Re: maintenance_work_mem = 64kB doesn't work for vacuum

From: David Rowley <dgrowleyml(at)gmail(dot)com>
To: Masahiko Sawada <sawada(dot)mshk(at)gmail(dot)com>
Cc: PostgreSQL-development <pgsql-hackers(at)postgresql(dot)org>
Subject: Re: maintenance_work_mem = 64kB doesn't work for vacuum
Date: 2025-03-10 09:53:23
Message-ID: CAApHDvps_sLPtBVZLyi--bmcjDNwqfg2eApQk9muYG-UrEi_nA@mail.gmail.com
Views: Raw Message | Whole Thread | Download mbox | Resend email
Thread:
Lists: pgsql-hackers

On Mon, 10 Mar 2025 at 17:22, Masahiko Sawada <sawada(dot)mshk(at)gmail(dot)com> wrote:
> Regarding that patch, we need to note that the lpdead_items is a
> counter that is not reset in the entire vacuum. Therefore, with
> maintenance_work_mem = 64kB, once we collect at least one lpdead item,
> we perform a cycle of index vacuuming and heap vacuuming for every
> subsequent block even if they don't have a lpdead item. I think we
> should use vacrel->dead_items_info->num_items instead.
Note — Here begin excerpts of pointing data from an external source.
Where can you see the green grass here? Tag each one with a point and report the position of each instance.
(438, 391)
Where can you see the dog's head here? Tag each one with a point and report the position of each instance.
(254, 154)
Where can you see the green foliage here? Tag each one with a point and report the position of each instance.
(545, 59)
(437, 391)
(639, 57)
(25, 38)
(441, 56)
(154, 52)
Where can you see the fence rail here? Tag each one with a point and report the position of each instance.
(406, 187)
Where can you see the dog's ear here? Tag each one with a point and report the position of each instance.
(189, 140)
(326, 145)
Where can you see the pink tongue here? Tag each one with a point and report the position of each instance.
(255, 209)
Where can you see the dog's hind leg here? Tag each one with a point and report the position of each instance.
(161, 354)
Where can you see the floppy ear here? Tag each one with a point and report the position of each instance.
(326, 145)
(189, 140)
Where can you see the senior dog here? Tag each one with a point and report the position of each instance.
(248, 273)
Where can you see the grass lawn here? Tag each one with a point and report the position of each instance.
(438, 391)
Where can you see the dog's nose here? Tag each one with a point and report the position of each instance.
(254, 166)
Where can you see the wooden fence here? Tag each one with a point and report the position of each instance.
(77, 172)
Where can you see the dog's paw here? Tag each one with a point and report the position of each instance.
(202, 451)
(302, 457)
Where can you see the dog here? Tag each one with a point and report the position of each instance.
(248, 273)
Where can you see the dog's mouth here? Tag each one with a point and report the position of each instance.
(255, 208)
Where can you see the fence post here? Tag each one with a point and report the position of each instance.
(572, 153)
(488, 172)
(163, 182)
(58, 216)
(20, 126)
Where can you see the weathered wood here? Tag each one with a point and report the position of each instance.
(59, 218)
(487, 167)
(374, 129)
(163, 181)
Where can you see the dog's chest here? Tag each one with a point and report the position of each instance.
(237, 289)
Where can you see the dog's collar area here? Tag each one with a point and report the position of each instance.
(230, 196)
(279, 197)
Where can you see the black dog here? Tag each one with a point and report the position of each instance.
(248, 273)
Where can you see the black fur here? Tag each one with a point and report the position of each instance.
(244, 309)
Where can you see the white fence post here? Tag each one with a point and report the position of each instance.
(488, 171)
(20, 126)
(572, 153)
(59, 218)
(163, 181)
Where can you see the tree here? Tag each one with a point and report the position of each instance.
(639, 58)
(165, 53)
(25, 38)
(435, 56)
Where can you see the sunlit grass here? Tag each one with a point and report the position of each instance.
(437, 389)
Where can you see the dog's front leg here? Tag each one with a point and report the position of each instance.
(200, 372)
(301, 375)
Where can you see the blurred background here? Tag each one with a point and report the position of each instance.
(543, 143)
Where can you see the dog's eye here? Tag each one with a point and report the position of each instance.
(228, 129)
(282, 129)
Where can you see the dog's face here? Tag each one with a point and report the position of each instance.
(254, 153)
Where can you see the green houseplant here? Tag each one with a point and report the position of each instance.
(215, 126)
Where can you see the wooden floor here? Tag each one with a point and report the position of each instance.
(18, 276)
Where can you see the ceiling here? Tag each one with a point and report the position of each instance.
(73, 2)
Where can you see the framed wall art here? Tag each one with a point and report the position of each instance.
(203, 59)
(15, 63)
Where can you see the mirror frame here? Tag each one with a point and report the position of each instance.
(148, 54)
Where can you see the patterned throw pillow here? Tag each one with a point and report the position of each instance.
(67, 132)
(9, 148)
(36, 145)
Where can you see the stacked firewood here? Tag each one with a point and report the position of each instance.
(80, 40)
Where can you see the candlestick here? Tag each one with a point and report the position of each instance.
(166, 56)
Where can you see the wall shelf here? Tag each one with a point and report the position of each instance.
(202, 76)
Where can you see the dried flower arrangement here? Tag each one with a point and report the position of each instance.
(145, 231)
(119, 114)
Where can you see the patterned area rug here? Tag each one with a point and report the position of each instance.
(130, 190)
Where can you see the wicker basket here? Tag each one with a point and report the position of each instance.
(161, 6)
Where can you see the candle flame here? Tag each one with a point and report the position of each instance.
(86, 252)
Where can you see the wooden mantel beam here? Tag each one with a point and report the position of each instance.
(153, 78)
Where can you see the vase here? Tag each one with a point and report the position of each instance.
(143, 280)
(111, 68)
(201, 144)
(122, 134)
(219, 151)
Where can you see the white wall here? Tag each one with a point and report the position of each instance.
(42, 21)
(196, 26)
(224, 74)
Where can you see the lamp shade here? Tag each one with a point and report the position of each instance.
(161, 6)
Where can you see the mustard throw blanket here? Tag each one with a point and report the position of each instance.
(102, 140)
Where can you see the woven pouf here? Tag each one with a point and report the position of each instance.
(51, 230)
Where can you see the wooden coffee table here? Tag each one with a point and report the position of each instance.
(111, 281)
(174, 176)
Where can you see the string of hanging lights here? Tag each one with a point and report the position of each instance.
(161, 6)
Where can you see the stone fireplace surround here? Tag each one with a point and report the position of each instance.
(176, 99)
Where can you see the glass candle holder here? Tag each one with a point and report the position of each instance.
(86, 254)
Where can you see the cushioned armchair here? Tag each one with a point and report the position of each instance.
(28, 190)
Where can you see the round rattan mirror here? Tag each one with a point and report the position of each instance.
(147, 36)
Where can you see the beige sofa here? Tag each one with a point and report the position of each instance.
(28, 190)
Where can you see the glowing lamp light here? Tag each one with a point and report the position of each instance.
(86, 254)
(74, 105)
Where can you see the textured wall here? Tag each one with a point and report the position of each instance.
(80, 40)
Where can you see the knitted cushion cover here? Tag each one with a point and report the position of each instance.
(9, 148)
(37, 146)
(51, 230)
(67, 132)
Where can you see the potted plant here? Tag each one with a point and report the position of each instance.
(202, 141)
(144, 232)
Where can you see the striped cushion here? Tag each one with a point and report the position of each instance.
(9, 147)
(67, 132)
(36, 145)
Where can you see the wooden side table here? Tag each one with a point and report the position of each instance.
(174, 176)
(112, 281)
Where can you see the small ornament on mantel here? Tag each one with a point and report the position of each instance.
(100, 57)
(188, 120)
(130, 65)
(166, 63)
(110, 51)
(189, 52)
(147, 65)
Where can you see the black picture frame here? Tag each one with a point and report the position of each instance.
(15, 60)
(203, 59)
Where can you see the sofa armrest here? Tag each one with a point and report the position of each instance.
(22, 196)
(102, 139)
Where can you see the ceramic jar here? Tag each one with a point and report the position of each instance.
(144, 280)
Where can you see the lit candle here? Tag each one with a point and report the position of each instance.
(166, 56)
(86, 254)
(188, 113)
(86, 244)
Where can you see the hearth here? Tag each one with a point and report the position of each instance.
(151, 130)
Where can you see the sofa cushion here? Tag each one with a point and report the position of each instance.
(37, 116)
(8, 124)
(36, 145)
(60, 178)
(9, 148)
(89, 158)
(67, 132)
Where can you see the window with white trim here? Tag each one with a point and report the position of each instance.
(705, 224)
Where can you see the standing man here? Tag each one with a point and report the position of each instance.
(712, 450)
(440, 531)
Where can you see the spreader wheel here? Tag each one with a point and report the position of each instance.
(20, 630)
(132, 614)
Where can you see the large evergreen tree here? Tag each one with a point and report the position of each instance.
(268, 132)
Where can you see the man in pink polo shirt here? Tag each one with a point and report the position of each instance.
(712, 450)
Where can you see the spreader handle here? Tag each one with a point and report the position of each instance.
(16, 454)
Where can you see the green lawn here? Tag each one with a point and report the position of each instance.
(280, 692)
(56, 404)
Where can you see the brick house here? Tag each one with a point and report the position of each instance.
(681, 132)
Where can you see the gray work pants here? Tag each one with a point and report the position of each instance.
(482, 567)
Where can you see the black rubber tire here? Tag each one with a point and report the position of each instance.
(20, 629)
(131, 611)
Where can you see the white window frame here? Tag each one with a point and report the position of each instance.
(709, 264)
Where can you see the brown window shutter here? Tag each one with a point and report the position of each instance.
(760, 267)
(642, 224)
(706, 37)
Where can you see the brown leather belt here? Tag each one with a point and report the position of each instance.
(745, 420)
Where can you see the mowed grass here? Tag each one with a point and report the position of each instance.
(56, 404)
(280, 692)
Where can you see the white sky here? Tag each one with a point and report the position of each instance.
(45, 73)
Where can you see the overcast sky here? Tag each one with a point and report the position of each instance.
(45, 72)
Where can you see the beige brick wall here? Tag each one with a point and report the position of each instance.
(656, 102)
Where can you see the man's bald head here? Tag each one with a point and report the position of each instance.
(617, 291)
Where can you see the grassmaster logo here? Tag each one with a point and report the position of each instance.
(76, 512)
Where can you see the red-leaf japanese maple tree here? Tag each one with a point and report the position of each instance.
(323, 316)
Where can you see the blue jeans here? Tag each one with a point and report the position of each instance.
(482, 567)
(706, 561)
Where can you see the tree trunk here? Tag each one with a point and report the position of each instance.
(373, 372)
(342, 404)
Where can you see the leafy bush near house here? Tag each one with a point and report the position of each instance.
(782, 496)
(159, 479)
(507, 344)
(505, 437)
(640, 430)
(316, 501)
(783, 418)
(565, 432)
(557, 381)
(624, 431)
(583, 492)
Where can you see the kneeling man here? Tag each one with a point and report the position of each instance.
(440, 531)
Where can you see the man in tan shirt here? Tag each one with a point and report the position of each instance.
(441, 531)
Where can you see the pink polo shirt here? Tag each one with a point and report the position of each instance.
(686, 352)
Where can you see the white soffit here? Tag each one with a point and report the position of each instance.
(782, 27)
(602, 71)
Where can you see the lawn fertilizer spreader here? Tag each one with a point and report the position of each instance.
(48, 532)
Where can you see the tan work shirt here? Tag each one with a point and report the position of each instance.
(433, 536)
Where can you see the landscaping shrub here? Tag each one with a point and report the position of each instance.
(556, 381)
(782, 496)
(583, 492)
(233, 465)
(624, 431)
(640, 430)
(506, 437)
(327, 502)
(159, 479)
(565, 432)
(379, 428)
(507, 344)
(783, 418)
OK, I didn't study the code enough to realise that. My patch was only
intended as an indication of what I thought. Please feel free to
proceed with your own patch using the correct field.

When playing with parallel vacuum, I also wondered if there should be
some heuristic that avoids parallel vacuum unless the user
specifically asked for it in the command when maintenance_work_mem is
set to something far too low.

Take the following case as an example:
set maintenance_work_mem=64;
create table aa(a int primary key, b int unique);
insert into aa select a,a from generate_Series(1,1000000) a;
delete from aa;

-- try a vacuum with no parallelism
vacuum (verbose, parallel 0) aa;

system usage: CPU: user: 0.53 s, system: 0.00 s, elapsed: 0.57 s

If I did the following instead:

vacuum (verbose) aa;

The vacuum goes parallel and it takes a very long time due to
launching a parallel worker to do 1 page worth of tuples. I see the
following message 4425 times

INFO: launched 1 parallel vacuum worker for index vacuuming (planned: 1)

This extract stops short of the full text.